The effort is part of Washington's strategy to counter rising Chinese influence abroad, especially within Asia. In July, the White House announced $113 million in infrastructure spending for the Indo-Pacific region amid widespread worries of Beijing using investments as a way to achieve geopolitical objectives.
Speaking at an event hosted by think tank The Stimson Center in Washington on Thursday, advocates for the BUILD Act said it can facilitate economic progress in poor countries in a way that Chinese investment doesn't.
Through its capacity to team up with other development finance organizations around the world, the IDFC "will be a counter to China's One Belt, One Road," according to Ted Yoho, a U.S. congressman for Florida and the chairman of the House Foreign Affairs Subcommittee on Asia and the Pacific.
Beijing's apparent efforts to position itself as a regional hegemon have sparked fears of economic imperialism, but the U.S. has a more free and fair vision for Asia, he said in prepared remarks.
"The U.S. is increasingly concerned about China's efforts in the region, the types of investments they are making, what it's doing to different economies and what it's doing for China's strategic interests," echoed Clete Willems, special assistant to the president for international trade, investment and development at the National Security Council. "We want to find a way to provide a clear choice and a clear alternative and that's really what this is all about."
The IDFC's size is set to be more than double the Overseas Private Investment Corporation, the current instrument for development finance that has a ceiling of $29 billion.
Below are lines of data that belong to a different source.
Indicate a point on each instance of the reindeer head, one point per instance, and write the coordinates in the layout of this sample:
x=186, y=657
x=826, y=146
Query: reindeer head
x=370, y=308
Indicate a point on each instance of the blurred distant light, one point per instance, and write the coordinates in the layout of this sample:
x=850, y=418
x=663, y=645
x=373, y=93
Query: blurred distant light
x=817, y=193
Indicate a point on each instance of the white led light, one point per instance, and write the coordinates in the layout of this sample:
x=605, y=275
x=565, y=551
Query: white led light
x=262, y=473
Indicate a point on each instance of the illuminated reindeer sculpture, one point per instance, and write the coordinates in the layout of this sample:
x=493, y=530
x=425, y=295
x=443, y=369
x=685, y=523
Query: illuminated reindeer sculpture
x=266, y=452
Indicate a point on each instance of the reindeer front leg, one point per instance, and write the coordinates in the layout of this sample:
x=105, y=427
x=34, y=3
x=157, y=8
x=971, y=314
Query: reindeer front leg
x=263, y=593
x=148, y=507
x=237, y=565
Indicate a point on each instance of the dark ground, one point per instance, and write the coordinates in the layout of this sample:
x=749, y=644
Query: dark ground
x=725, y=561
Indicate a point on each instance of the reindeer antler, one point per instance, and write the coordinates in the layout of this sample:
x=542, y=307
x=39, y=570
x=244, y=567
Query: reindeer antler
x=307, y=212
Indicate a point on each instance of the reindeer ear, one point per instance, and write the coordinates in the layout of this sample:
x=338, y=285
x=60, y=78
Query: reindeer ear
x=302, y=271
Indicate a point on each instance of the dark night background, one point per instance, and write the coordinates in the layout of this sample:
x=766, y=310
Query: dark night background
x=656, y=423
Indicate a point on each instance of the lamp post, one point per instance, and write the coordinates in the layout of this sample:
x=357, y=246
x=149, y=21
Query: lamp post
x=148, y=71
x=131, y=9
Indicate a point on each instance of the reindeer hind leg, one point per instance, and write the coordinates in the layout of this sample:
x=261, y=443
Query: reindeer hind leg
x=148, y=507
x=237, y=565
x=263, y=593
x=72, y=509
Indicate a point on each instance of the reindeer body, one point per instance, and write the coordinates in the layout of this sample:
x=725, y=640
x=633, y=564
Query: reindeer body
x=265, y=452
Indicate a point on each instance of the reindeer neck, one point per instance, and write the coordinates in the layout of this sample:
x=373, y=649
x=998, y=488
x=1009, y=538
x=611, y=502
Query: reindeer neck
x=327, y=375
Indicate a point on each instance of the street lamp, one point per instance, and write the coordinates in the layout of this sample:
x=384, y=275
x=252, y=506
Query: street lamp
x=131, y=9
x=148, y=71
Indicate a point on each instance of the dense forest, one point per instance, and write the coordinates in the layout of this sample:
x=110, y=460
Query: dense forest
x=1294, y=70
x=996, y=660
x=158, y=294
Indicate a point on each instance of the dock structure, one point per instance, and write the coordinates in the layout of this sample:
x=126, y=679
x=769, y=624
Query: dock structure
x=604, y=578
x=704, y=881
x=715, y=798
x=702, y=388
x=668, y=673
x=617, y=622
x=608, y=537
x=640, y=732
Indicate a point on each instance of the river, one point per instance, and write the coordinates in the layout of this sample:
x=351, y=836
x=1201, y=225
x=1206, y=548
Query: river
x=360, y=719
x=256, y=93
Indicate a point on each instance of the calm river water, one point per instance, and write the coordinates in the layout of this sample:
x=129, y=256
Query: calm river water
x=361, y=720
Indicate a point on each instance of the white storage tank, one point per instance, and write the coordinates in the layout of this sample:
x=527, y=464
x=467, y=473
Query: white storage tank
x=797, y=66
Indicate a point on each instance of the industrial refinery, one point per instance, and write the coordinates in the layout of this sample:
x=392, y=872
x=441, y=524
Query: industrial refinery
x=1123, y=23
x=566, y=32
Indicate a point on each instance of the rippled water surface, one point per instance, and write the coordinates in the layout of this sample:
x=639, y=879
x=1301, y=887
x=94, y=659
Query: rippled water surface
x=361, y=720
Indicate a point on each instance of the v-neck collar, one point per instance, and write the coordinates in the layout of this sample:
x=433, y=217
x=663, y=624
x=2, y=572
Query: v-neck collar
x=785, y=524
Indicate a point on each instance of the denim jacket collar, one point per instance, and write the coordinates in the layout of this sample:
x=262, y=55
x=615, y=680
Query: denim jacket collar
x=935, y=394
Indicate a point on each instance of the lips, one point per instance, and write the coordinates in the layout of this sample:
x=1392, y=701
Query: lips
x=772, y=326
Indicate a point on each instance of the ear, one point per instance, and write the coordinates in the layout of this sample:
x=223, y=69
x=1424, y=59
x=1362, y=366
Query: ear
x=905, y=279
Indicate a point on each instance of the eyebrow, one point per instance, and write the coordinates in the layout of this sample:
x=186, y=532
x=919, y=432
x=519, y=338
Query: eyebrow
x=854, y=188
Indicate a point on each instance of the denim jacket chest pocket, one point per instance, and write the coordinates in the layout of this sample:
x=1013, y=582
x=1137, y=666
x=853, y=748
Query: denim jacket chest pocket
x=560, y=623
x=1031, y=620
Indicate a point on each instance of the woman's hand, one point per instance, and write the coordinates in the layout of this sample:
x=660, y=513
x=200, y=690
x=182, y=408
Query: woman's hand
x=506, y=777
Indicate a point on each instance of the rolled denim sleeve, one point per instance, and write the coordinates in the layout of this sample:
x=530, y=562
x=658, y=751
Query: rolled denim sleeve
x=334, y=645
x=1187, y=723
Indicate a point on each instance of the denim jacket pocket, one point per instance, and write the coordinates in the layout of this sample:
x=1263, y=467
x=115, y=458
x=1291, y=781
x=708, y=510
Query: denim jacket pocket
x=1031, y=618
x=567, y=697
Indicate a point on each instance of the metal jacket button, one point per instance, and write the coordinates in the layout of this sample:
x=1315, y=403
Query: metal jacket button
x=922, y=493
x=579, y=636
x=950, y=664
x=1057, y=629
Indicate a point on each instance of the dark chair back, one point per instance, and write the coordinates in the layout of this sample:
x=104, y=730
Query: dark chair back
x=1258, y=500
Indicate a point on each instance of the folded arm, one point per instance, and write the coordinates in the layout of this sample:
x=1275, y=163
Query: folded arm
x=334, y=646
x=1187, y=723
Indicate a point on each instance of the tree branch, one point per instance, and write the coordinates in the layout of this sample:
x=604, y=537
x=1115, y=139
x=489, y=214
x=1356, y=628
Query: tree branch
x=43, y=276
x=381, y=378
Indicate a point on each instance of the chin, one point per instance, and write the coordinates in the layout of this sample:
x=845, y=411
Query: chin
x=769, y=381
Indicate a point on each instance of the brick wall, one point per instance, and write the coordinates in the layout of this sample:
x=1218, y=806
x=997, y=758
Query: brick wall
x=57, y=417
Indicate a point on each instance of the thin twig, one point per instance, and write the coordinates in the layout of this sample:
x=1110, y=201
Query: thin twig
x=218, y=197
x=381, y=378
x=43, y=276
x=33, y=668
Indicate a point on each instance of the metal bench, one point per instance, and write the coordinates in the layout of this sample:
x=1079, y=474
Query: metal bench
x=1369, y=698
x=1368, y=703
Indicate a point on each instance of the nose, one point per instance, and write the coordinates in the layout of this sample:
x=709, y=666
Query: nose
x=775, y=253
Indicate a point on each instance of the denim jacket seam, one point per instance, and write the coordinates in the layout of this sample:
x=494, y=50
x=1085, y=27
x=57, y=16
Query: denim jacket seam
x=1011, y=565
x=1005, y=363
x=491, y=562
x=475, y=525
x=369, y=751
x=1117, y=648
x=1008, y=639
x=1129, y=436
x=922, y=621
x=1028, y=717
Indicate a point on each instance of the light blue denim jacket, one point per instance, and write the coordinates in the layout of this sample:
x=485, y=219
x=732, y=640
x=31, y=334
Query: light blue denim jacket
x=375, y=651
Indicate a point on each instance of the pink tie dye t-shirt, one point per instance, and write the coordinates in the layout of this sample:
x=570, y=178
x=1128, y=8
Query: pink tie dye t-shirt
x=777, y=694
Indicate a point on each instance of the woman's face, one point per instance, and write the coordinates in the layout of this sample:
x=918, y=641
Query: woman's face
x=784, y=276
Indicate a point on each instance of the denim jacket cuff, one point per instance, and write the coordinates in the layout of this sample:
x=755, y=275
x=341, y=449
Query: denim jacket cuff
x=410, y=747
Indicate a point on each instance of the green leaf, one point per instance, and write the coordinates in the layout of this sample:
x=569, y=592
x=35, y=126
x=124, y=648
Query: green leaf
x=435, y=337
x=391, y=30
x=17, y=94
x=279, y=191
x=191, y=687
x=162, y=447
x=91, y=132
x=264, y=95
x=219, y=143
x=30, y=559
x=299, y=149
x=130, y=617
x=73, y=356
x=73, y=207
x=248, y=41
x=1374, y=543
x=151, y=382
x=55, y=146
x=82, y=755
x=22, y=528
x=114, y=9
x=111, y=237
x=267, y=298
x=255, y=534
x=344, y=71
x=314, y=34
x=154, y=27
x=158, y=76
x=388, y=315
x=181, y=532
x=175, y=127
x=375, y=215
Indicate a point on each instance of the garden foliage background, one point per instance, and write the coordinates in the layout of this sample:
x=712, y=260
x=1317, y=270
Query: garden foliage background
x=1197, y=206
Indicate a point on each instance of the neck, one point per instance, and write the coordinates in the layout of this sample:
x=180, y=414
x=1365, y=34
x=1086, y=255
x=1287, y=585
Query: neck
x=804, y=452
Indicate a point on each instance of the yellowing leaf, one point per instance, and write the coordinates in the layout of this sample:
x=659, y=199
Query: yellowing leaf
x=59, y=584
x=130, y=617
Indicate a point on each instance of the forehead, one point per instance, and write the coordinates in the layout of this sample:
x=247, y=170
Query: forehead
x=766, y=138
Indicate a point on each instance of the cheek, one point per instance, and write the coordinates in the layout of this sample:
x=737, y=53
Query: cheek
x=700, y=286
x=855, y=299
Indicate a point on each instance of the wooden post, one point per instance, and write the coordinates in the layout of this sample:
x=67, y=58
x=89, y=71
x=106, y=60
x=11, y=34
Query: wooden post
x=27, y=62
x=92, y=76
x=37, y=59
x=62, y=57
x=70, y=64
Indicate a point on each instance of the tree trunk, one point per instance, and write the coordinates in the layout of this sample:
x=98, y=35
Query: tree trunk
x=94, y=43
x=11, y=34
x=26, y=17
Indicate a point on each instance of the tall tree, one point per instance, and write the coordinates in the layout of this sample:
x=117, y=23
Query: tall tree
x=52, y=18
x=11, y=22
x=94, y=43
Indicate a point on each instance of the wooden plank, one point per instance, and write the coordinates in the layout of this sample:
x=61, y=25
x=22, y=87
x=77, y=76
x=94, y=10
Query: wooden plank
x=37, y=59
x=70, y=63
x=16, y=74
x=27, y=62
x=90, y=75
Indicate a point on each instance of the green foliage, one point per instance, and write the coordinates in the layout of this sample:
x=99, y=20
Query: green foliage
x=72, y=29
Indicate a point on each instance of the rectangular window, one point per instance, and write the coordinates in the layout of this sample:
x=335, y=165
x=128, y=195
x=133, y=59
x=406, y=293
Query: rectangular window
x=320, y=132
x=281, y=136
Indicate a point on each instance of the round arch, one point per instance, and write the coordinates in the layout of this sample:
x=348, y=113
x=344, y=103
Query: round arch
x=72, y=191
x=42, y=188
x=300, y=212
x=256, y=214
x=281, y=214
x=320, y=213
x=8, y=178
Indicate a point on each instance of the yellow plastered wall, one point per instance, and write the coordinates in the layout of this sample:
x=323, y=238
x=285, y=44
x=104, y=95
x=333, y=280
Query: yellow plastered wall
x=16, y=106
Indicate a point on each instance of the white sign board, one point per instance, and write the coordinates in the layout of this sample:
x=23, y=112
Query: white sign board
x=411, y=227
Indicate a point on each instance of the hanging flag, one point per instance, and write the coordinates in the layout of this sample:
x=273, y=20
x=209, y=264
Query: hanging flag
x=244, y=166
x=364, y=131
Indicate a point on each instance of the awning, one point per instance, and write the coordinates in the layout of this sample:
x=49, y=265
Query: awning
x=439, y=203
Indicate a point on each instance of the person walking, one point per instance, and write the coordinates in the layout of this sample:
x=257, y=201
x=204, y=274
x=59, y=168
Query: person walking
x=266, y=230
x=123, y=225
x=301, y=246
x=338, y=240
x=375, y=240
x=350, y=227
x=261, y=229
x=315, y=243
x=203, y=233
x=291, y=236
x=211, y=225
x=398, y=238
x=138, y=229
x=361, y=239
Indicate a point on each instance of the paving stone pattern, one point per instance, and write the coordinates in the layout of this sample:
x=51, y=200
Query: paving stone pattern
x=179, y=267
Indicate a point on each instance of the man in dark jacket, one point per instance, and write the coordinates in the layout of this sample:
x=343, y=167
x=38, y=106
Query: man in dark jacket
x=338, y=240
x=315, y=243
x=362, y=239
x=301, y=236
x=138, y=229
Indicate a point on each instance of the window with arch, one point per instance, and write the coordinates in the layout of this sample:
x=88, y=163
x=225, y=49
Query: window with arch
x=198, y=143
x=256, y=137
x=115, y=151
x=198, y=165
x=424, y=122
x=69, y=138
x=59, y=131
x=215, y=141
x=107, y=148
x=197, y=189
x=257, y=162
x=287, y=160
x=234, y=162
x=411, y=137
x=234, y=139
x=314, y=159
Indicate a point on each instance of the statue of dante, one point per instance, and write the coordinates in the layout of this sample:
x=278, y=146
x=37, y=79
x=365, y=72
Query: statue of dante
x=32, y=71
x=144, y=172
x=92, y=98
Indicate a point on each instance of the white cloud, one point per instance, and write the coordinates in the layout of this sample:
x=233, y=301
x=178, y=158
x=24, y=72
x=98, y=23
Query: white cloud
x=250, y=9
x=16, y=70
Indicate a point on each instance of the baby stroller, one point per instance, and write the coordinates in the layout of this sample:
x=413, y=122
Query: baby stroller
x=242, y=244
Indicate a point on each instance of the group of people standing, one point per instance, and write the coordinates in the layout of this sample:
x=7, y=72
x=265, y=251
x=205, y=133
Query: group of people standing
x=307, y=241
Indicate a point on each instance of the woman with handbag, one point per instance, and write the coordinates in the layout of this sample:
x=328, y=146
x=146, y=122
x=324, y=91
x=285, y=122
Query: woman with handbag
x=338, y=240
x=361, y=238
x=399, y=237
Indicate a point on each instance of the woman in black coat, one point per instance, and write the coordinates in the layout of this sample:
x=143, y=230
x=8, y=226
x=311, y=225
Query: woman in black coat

Unlike its predecessors, the IDFC would boast the ability to make equity investments abroad.
The proposed institution looks to employ local workers and catalyze private sector money in a transparent fashion that will boost economic growth. Its model is a clear response to some of the biggest criticisms behind Belt and Road: a reliance on Chinese workers and unsustainable loans that many participating nations cannot afford in the long term. If unable to pay, indebted countries may be forced to sell strategic state assets to Beijing, as was the case with Sri Lanka — a phenomenon that's been dubbed debt-trap diplomacy.
Such problems arise from China's use of government-to-government agreements, said Conor Savoy, director of policy and advocacy at investment firm Global Innovation Fund. Private investment, as promoted under the IDFC, is more sustainable, he added.
The Belt and Road's weaker-than-expected project activity could also benefit the U.S.
There is a major gap between China's official plans and actual activities on the ground, said a September report by the Center for Strategic and International Studies. "Beijing's control problem could be Washington's opportunity," it added.
In terms of size, Washington still remains unable to match Beijing's war chest. Even combined, the IDFC's proposed $60 billion portfolio and the $113 million fund announced in July pale in comparison to the trillion-dollar Belt and Road.
But developing economies in need of financing partners shouldn't just focus on the dollar figure, BUILD supporters maintain.
Countries "need to look at the totality and question whether which deal will do more for their economy in the long run," said Willems, referencing President Donald Trump's free and open Indo-Pacific vision.
"If you measure by that standard, we'll come out far ahead," he said.